Slow Food London set a challenge: could regular Londoners go slow for an entire year? Would it be easy? Would it be hard? Would there be times when it would (slowly) start to go wrong?
Here, Susan Paul talks us through her twenty-sixth week:
I finished making the Christmas puddings, steamed and then rewrapped them. Confined to the kitchen whilst steaming puddings for several hours (had to keep checking the water had not boiled away) I used the time to do some other preparations for our family Christmas dinner, which is in two weeks time.
We are having roast goose, a tradition for us. So to eat with the goose I have made cinnamon spiced applesauce and some bacon, sage and onion stuffing, seasoned with lemon and nutmeg – both are now packed away in our freezer.

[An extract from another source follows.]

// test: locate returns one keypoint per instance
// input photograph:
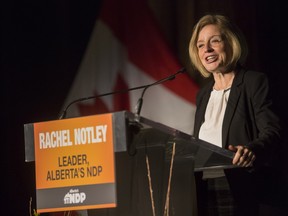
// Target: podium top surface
(143, 132)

We have tried some other varieties of English apples this week: Kidd’s Orange, Red Windsor and Egremont Russet. They are all excellent but the Egremont Russet are particularly special and perfumed – easily a match for a Summer peach.
The Jerusalem artichokes were made into a simple blended soup with some chopped parsley stirred in – this produced a good earthy root flavour and I have frozen some for another day.
I am really glad to have made extra food in the past and frozen it as stand-by suppers. We had some tomato soup this week with added sorrel which tastes like lemony spinach. We also had one of the pastry tarts with some Stilton, red onion and thyme.
Other good things have been: homemade chicken stock for chicken, bacon, potato and parsley stew, some stir fried root vegetables with garlic, parsley and thyme, and some spiced carrot and ginger soup.
But the highlight of the week has to be a supper at the home of some friends who provided us with delightful food and company. We started with the cheese course because, our host calmly announced, the oven had faltered and delayed the cooking of the chicken. This is a “slow” approach indeed. Of course no one minded and we all tucked in to some delicious British cheeses including Montgomery’s Cheddar and a new one for me, Sharpham, a delicious, ripe, soft cow’s milk cheese, which I am going to nominate as our cheese for this week.
We went on to a perfectly cooked dish of chicken with seasonal vegetables and a carefully, and very well dressed salad. And on again to not one but two stunning home baked tarts, one of apples and the other of frangipane and plums with – I pause here as this must be one of the highlights of my “slow food challenge” – mulberry syrup; but not any old mulberry syrup as this was home made using mulberries from a tree in our hosts’ Clapham garden - it was sustainable and delectable and memorable - a splendid evening.
I am half way through the challenge now. I am still enjoying it and so is my husband, and our family and our friends.